Overlap Add Method & Overlap Save Method

For a larger valued sequence, we need to decompose the input signal as it is not possible to implement the data together at the same time. Hence, it is necessary to decompose the input signal into multiple finite signals to perform various operations. 

Thus for FFT, faster algorithms are used viz. Overlap add Method and Overlap Save Method.

In OAM, overlapping occurs but the overlapped portion is added to get the required output sequence. Whereas, in OSM overlapping occurs too but the overlapped portion is discarded. As we use convolution to find the output, decomposing helps in finding a more accurate output.

Also, OAM & OSM are equally fast methods to find the output of the FFT based input.

Fast Fourier Transform

FFT is a faster and efficient computational method for DFT. Fast Fourier transform reduces the number of computations required considerably when compared with DFT.

The signal is divided into 2 parts; the real and imaginary parts are calculated separately. The result is displayed as Z=X+IY i.e. Z= (real)+i(imaginary).
Thus, for a 4 point signal, two stages will be required which are executed using separate array multiplications.
FFT is used for parallel processing as it improves efficiency.

Discrete Fourier Transform

Discrete Fourier Transform is used to convert a Time domain signal into a Frequency domain signal. We used C programming language to implement the code.

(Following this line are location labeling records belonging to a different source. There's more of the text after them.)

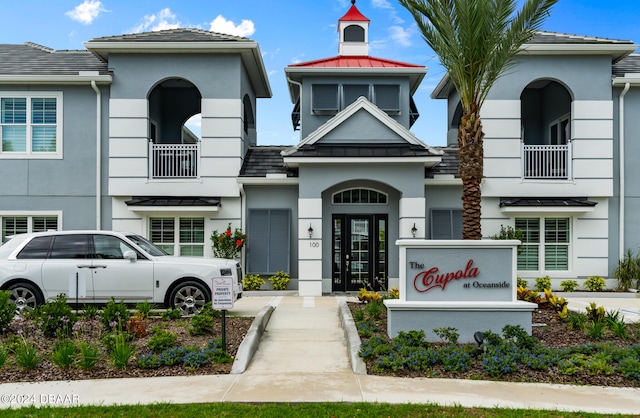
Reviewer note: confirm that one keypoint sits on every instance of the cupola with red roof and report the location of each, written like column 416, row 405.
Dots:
column 353, row 28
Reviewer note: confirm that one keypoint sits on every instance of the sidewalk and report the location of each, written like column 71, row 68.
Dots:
column 303, row 358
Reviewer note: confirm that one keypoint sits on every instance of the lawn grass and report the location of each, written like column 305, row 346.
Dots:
column 281, row 410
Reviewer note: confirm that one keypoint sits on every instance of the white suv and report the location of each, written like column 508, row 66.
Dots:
column 94, row 266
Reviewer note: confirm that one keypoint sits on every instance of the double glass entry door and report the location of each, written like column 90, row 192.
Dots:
column 359, row 252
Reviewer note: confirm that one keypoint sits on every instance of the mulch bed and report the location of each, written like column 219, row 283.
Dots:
column 551, row 332
column 236, row 329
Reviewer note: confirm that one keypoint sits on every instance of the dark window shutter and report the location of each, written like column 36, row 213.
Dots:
column 269, row 241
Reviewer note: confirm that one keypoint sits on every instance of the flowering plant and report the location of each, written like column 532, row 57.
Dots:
column 227, row 244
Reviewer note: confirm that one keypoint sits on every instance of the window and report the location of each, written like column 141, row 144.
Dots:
column 70, row 246
column 387, row 97
column 545, row 244
column 325, row 98
column 446, row 224
column 269, row 244
column 559, row 131
column 12, row 225
column 360, row 196
column 351, row 92
column 31, row 126
column 181, row 236
column 354, row 33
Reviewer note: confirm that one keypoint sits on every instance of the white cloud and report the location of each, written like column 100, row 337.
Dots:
column 86, row 12
column 164, row 19
column 221, row 25
column 400, row 36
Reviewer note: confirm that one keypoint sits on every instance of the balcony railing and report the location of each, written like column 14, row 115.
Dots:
column 174, row 160
column 546, row 161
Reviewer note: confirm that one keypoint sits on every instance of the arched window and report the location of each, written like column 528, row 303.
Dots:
column 360, row 197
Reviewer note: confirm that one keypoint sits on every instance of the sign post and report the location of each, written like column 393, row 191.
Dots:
column 223, row 300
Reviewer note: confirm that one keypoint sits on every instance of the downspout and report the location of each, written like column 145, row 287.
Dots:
column 621, row 168
column 243, row 217
column 299, row 98
column 98, row 154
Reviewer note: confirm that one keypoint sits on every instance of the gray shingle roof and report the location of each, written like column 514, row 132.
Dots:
column 361, row 151
column 449, row 164
column 263, row 160
column 33, row 59
column 629, row 64
column 172, row 35
column 542, row 37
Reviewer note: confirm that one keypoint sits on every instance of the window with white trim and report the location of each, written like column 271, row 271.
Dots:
column 178, row 236
column 545, row 244
column 31, row 125
column 21, row 224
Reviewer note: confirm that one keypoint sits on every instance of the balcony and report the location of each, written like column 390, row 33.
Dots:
column 173, row 161
column 548, row 162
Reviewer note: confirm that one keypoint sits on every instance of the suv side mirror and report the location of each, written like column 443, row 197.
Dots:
column 130, row 255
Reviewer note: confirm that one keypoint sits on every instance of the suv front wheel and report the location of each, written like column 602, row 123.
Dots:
column 25, row 296
column 189, row 297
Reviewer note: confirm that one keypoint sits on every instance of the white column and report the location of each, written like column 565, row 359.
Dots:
column 310, row 248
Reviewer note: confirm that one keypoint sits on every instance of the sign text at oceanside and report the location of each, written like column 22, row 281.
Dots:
column 467, row 285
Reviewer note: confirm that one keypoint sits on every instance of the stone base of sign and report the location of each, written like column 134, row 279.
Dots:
column 466, row 317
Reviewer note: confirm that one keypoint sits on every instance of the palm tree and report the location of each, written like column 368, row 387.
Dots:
column 476, row 41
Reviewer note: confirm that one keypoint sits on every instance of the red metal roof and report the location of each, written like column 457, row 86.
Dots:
column 363, row 61
column 354, row 15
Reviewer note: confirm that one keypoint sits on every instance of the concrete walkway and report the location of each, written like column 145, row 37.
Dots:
column 303, row 357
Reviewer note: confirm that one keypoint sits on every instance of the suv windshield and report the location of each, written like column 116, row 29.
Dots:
column 147, row 246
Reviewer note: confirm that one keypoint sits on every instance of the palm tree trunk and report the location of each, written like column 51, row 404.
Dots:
column 470, row 138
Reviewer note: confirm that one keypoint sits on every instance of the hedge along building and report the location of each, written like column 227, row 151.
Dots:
column 355, row 183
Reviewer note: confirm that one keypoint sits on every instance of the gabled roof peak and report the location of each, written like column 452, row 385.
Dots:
column 353, row 14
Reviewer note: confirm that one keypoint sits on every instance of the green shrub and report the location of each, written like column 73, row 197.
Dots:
column 201, row 324
column 89, row 356
column 543, row 283
column 448, row 334
column 64, row 353
column 522, row 282
column 27, row 356
column 144, row 309
column 161, row 340
column 148, row 361
column 595, row 284
column 115, row 315
column 569, row 285
column 90, row 311
column 4, row 355
column 55, row 317
column 252, row 282
column 627, row 272
column 171, row 314
column 7, row 309
column 280, row 280
column 122, row 350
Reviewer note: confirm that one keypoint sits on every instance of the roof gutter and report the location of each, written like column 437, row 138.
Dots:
column 98, row 154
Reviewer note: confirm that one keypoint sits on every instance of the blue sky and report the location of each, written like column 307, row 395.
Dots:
column 289, row 31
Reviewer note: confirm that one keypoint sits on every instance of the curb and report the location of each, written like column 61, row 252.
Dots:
column 352, row 338
column 251, row 341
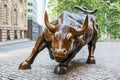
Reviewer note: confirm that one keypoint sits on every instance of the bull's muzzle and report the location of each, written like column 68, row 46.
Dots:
column 60, row 54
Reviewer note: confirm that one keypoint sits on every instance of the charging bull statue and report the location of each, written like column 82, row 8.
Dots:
column 65, row 37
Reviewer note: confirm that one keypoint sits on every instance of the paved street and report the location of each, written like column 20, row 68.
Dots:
column 107, row 65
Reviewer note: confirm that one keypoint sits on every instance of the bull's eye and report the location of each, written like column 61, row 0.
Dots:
column 69, row 37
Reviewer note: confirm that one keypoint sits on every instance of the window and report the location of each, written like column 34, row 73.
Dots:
column 8, row 34
column 5, row 15
column 29, row 10
column 15, row 34
column 29, row 4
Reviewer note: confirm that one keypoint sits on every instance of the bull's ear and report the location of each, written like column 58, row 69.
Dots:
column 84, row 28
column 48, row 25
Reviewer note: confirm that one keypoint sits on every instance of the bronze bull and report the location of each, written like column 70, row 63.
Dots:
column 65, row 37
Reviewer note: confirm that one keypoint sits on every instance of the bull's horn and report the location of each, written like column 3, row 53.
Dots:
column 83, row 29
column 48, row 25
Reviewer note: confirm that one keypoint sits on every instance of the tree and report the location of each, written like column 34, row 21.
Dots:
column 107, row 15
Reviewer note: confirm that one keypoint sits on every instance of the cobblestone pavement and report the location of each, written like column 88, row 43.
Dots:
column 107, row 65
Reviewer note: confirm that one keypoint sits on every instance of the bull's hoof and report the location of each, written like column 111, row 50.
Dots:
column 60, row 69
column 24, row 65
column 91, row 61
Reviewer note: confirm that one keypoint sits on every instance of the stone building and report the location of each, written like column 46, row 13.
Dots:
column 13, row 19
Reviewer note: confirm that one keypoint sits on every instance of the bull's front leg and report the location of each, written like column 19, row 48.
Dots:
column 39, row 45
column 62, row 68
column 91, row 59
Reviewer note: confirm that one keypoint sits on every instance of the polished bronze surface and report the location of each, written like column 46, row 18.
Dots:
column 64, row 38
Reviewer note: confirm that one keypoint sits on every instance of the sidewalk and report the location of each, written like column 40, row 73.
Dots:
column 14, row 41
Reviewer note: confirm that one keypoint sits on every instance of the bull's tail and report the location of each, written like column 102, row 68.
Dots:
column 84, row 9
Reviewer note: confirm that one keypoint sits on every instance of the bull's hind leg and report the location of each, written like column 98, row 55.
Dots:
column 39, row 45
column 91, row 48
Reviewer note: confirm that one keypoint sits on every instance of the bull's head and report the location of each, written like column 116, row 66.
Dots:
column 63, row 37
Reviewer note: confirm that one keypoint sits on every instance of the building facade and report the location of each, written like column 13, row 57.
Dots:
column 34, row 29
column 13, row 19
column 32, row 10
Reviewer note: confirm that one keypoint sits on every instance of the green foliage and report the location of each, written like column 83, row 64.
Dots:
column 108, row 14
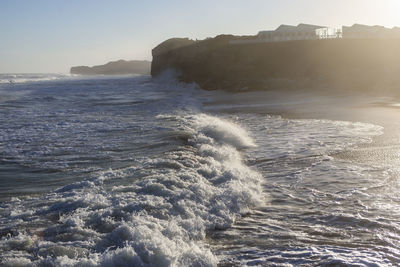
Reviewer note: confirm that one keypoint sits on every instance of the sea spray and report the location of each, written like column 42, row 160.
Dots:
column 159, row 218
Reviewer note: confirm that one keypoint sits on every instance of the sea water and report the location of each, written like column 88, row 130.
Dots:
column 135, row 171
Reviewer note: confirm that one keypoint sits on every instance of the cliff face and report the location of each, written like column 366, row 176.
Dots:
column 335, row 64
column 120, row 67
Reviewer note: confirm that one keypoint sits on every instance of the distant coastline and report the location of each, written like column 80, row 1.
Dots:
column 330, row 65
column 120, row 67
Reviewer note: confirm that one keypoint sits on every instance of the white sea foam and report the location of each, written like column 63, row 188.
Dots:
column 24, row 78
column 158, row 220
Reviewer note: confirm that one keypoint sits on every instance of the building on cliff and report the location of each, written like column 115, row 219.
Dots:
column 299, row 32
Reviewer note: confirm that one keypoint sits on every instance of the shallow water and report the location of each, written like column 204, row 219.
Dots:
column 134, row 171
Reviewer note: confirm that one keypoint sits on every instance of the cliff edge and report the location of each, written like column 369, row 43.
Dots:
column 119, row 67
column 367, row 65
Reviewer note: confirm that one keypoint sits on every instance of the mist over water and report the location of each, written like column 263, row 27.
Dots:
column 134, row 171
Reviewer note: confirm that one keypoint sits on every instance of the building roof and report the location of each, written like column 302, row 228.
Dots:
column 303, row 26
column 285, row 28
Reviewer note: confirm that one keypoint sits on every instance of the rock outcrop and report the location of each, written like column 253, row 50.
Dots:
column 369, row 65
column 120, row 67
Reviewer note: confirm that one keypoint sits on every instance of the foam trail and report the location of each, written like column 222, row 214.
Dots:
column 158, row 220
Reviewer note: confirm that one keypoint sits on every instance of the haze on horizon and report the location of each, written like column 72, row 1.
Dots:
column 53, row 35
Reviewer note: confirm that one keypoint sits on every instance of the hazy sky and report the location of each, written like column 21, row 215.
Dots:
column 52, row 35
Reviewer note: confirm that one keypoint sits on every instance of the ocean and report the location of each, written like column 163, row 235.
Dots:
column 136, row 171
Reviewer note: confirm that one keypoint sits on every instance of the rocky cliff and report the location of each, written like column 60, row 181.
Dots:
column 371, row 65
column 120, row 67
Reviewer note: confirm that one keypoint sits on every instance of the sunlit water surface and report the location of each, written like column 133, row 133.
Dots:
column 131, row 171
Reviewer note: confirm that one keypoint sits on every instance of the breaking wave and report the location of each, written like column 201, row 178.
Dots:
column 154, row 214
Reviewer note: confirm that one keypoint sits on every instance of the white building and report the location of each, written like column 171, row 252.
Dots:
column 299, row 32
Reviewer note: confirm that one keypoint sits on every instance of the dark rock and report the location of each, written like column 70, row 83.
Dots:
column 367, row 65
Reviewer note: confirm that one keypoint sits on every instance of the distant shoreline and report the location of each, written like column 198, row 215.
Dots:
column 120, row 67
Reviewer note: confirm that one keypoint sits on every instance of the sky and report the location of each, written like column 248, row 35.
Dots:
column 50, row 36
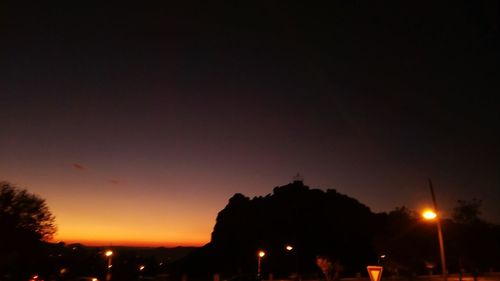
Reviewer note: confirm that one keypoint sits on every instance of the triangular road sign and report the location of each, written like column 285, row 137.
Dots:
column 375, row 272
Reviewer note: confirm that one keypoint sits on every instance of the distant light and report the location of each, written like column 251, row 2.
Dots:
column 429, row 215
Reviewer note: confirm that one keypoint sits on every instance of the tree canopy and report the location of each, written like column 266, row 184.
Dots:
column 25, row 213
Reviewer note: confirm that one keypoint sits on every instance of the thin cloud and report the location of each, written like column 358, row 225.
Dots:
column 78, row 166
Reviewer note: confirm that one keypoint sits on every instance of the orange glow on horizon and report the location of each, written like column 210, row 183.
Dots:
column 133, row 243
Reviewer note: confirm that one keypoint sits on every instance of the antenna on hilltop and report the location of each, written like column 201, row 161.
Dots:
column 298, row 178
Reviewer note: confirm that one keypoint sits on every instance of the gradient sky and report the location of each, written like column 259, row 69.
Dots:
column 138, row 123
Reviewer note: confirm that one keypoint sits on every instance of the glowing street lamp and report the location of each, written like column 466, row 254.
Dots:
column 260, row 255
column 432, row 215
column 429, row 215
column 109, row 255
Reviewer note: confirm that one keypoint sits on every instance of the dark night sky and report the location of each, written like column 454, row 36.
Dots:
column 163, row 112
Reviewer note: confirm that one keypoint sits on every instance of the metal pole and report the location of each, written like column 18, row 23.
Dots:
column 440, row 234
column 258, row 268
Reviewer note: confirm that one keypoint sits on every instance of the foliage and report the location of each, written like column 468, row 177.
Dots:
column 467, row 211
column 21, row 211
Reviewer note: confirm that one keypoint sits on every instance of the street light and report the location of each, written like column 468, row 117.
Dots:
column 260, row 255
column 109, row 255
column 290, row 248
column 431, row 215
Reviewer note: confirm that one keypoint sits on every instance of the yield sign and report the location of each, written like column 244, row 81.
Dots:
column 375, row 272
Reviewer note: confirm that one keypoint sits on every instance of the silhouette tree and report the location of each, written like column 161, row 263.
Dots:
column 25, row 223
column 467, row 211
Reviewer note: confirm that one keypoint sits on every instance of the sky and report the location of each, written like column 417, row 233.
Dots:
column 137, row 123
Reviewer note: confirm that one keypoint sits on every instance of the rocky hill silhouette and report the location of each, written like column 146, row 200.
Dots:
column 313, row 221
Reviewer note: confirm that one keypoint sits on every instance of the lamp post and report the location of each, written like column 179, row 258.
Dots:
column 433, row 215
column 109, row 255
column 289, row 248
column 260, row 255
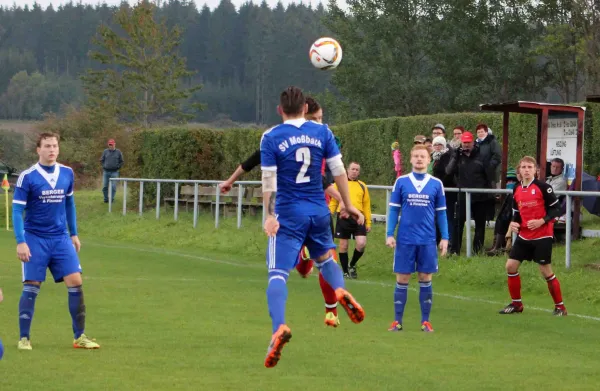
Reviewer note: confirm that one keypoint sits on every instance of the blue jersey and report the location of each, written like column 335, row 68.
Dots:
column 295, row 150
column 419, row 196
column 44, row 196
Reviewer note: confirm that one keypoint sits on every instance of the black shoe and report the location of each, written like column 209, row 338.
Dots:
column 559, row 312
column 512, row 309
column 353, row 274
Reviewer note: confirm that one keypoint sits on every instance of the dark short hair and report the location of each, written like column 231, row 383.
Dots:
column 292, row 100
column 46, row 135
column 558, row 160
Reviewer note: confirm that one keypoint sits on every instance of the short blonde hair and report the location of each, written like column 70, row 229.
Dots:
column 419, row 147
column 528, row 159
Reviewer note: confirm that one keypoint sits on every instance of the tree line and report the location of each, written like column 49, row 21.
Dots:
column 401, row 58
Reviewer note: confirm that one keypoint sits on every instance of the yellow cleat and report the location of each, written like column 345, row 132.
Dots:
column 332, row 319
column 83, row 342
column 24, row 344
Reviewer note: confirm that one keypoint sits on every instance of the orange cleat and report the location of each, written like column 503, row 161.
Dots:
column 354, row 310
column 278, row 341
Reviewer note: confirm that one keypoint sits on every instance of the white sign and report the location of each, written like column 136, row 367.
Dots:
column 562, row 143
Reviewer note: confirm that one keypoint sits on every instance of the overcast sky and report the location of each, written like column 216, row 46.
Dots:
column 199, row 3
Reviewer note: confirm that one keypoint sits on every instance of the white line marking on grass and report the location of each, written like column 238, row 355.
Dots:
column 366, row 282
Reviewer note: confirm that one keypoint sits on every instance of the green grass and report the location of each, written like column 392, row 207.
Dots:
column 181, row 308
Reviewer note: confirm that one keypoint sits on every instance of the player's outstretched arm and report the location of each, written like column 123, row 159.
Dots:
column 72, row 221
column 23, row 252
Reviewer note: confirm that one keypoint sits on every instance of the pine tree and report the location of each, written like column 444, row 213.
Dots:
column 142, row 74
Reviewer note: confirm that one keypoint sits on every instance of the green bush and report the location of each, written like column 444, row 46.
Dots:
column 197, row 153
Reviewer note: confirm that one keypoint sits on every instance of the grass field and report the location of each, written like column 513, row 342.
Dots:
column 177, row 308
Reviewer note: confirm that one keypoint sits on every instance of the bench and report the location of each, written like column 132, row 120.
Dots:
column 253, row 200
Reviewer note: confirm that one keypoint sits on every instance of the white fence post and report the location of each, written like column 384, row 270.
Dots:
column 468, row 223
column 157, row 200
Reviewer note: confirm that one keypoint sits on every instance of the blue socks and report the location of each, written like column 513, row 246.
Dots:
column 400, row 296
column 77, row 310
column 277, row 296
column 425, row 298
column 26, row 308
column 331, row 273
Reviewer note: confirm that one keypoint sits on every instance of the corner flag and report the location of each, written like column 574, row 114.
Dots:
column 5, row 187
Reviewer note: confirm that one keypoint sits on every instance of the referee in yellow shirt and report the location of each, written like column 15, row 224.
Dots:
column 346, row 229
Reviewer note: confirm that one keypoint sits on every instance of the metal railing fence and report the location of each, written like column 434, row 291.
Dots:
column 388, row 189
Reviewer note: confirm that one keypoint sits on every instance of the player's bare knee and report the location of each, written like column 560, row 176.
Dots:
column 361, row 243
column 343, row 246
column 546, row 270
column 402, row 278
column 73, row 280
column 323, row 257
column 425, row 277
column 512, row 266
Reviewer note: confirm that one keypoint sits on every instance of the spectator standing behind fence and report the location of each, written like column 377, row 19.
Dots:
column 489, row 153
column 504, row 216
column 556, row 178
column 469, row 172
column 348, row 228
column 441, row 158
column 456, row 133
column 397, row 156
column 112, row 161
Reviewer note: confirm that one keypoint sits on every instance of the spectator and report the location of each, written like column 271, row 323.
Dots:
column 504, row 216
column 397, row 156
column 457, row 132
column 556, row 178
column 112, row 161
column 468, row 169
column 441, row 157
column 348, row 228
column 428, row 144
column 489, row 152
column 419, row 139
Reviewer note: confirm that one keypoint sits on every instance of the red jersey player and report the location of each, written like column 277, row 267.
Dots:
column 535, row 208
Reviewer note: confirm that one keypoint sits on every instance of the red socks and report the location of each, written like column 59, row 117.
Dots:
column 554, row 289
column 514, row 288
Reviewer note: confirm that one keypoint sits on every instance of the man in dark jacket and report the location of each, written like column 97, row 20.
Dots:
column 504, row 216
column 112, row 161
column 469, row 172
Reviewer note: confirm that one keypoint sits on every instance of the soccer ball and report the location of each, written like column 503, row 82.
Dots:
column 325, row 53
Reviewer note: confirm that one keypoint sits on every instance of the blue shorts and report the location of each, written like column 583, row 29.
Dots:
column 410, row 258
column 56, row 253
column 295, row 231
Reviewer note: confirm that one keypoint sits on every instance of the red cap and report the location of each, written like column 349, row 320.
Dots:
column 467, row 137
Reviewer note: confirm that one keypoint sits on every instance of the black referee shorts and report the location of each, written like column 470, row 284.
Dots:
column 538, row 251
column 349, row 229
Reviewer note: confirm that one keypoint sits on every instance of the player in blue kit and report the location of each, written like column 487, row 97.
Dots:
column 422, row 200
column 45, row 193
column 291, row 157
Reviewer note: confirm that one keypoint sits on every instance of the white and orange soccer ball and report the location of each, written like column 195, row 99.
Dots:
column 325, row 53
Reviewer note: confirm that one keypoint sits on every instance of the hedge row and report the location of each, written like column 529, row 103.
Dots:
column 188, row 153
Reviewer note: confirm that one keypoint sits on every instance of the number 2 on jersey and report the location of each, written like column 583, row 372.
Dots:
column 303, row 155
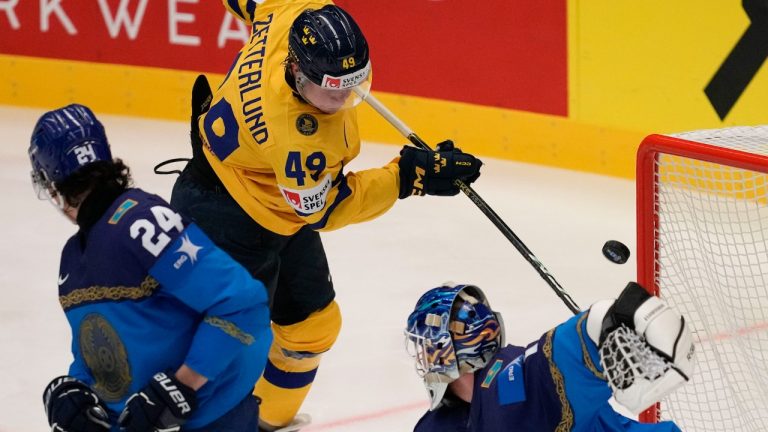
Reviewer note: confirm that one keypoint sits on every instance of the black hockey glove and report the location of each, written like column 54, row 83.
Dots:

We used arrays to store the values of coefficients of input signal. The real and imaginary parts of the output were computed independently and their values were stored in two different arrays.

By comparing the two DFTs (4 point and 8 point), it was found that the 8 point DFT was more accurate. So as N in N-point DFT increases the magnitude spectrum gets more closer to the actual spectrum which involves infinite length of x[n]. Thus, output of DFT is periodic.

Discrete Convolution & Correlation

The aim of this experiment was to study basic signal processing computations like Convolution and Correlation. Convolution is a mathematical way of combining two signals to form a third signal. We also need to know the basics of C programming.

The length of output of convolution y(n) was found to be one less than the length of the two input signals x(n) & h(n) by varying the length of one signal, keeping the other constant. 
Thus, the length N=L+M-1 (where N = Length of y(n), L = Length of x(n) & M = Length of h(n)). We also found that circular convolution gives aliased output i.e. the last few values get mixed (added) with the first.

For auto and cross correlation, we chose two signals; an input signal and its delayed input. Thus, correlation is used to fins similarity between two signals.

Also, zero padding is used in both convolution and correlation to get the required signal for processing.